The company, which in January made Kenya its Africa headquarters, says an opportunity exists in the space as telecom operators and internet service providers look to cut down operation costs in a competitive environment.

Nokia Siemens Head of Africa Dimitri Diliani said on Tuesday that with players in the sector rapidly expanding their infrastructure, the firm will be positioning its self to tap into the investments being made.

“Managed infrastructure today is core business in terms of revenue streams and we are working more on opportunities as all operators are looking to outsource their networks and offloading towers to third parties,” Mr Diliani said.

Its clients in Kenya are Safaricom and Airtel with Mr Diliani saying they are involved in rolling out 2G and 3G networks for both operators.

“We are extremely significant in Kenya in terms of deployment with both of the operators we have here,” Mr Diliani said.

Nokia Siemens Networks has already signed up a contract with Bharti Airtel for its for network management and optimisation across East Africa.

With regulatory pressure to lower costs and expand services beyond urban areas, operators in Kenya have been forced to come up with innovative cost cutting measure to meet these challenges.

In June, Safaricom and Telkom Kenya announced plans to form a jointly owned tower management company. Details released indicate that the new tower company will operate on a separate Network Facilities Provider (NFP) license from the Communications Commission of Kenya in order to allow it operate on an open access model.

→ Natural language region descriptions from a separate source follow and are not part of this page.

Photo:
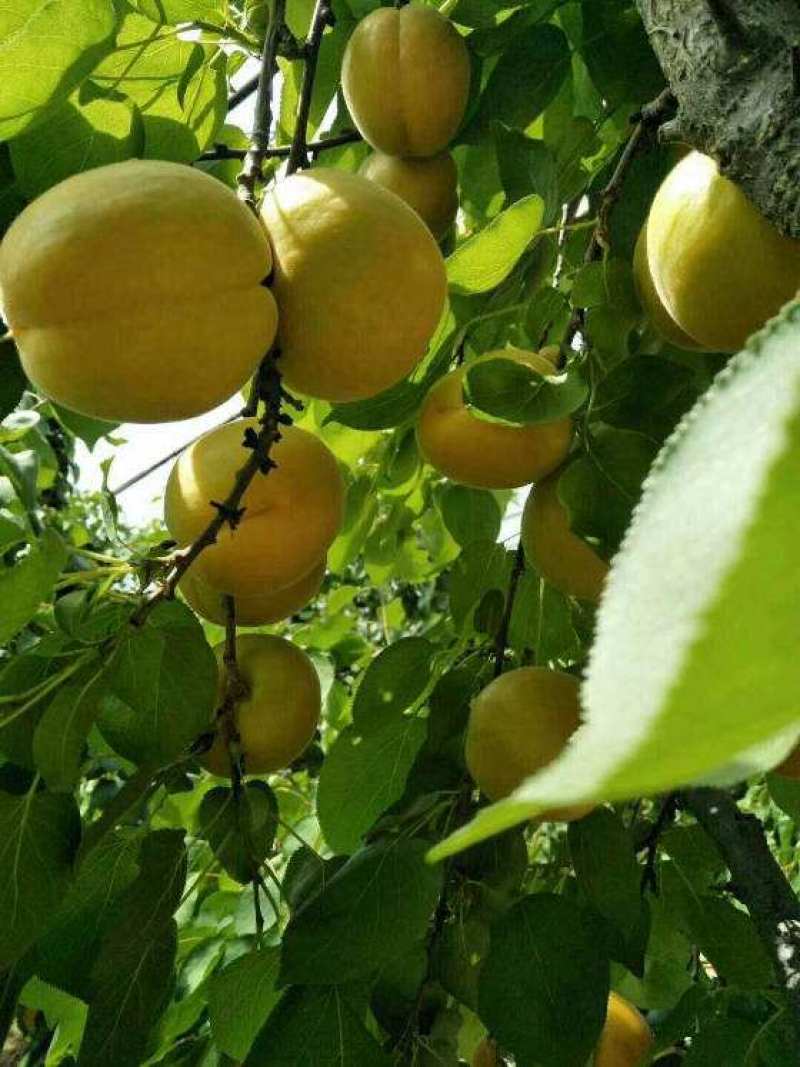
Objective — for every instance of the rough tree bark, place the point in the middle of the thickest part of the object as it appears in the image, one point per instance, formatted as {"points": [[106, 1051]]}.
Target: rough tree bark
{"points": [[734, 66]]}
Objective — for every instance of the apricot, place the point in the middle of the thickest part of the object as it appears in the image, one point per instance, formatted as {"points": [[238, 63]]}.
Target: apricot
{"points": [[405, 77], [475, 451], [290, 519], [280, 714], [360, 280], [561, 557], [719, 267], [518, 723], [429, 186], [652, 302], [133, 291], [625, 1039], [259, 608]]}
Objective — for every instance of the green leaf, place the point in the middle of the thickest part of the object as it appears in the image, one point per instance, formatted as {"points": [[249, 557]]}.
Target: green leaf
{"points": [[379, 905], [316, 1028], [517, 394], [394, 680], [240, 832], [30, 582], [484, 260], [714, 540], [527, 77], [544, 984], [610, 879], [75, 137], [364, 774], [470, 514], [161, 687], [38, 838], [62, 731], [250, 980], [47, 47]]}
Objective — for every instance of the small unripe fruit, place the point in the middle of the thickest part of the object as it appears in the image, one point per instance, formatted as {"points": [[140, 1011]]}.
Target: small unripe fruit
{"points": [[518, 723], [259, 608], [561, 557], [280, 714], [482, 454], [625, 1039], [429, 186], [360, 280], [134, 293], [721, 270], [405, 77], [290, 518], [652, 302]]}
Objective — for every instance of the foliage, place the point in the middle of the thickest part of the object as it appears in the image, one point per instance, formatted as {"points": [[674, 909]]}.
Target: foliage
{"points": [[153, 916]]}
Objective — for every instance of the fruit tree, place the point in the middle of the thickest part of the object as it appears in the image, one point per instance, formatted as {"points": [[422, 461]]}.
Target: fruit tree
{"points": [[446, 709]]}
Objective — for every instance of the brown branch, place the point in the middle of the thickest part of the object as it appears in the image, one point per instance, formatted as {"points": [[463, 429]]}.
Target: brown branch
{"points": [[502, 631], [760, 884], [299, 152]]}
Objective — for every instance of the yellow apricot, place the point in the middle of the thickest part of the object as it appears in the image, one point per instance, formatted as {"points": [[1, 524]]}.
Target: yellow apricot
{"points": [[652, 302], [625, 1039], [518, 723], [290, 519], [429, 186], [405, 78], [561, 557], [133, 291], [485, 455], [360, 280], [259, 608], [719, 267], [280, 714]]}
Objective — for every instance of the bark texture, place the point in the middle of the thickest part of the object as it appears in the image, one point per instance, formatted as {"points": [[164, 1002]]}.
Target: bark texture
{"points": [[734, 66]]}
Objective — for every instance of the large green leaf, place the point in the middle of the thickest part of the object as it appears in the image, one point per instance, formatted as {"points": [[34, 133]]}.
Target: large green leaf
{"points": [[482, 261], [379, 905], [46, 48], [692, 664], [38, 837]]}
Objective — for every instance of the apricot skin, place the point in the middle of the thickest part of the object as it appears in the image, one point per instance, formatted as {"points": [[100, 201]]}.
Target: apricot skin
{"points": [[277, 718], [291, 514], [121, 304], [484, 455], [651, 302], [360, 281], [518, 723], [428, 186], [561, 557], [405, 77], [721, 270], [625, 1039], [259, 608]]}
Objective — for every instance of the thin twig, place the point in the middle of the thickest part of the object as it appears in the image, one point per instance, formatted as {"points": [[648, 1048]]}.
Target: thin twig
{"points": [[502, 631], [299, 153]]}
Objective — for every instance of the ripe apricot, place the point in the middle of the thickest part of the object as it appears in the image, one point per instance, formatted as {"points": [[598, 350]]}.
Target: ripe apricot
{"points": [[405, 78], [652, 302], [259, 608], [133, 291], [561, 557], [280, 714], [625, 1039], [290, 519], [719, 267], [518, 723], [360, 280], [429, 186], [489, 455]]}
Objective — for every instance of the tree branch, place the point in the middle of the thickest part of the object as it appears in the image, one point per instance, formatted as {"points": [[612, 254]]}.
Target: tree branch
{"points": [[733, 69], [758, 882]]}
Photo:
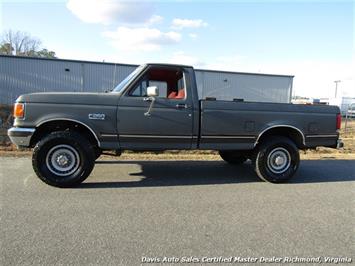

Mr Dilliani said that competition would be stiff in the market but said the company had an edge in offering solutions to problems like energy costs and power generation in remote areas.

“We have competence in areas such as providing security, managing the diesel generators and also deploying green energy solutions to the sites because that’s the only way we can lower costs of operating networks,” he said.

Mr Diliani said 15 percent to 30 percent of operational expenditure for telecom operators is spent on energy. With competition putting pressure on voice revenues and ultimately average revenue per user for operators NSN would be active in offering its managed services.

Nokia Siemens Networks will however have to contend with Chinese firms such as Huawei and ZTE who have been in the market longer and have already signed a number of deals especially in supply of network equipment.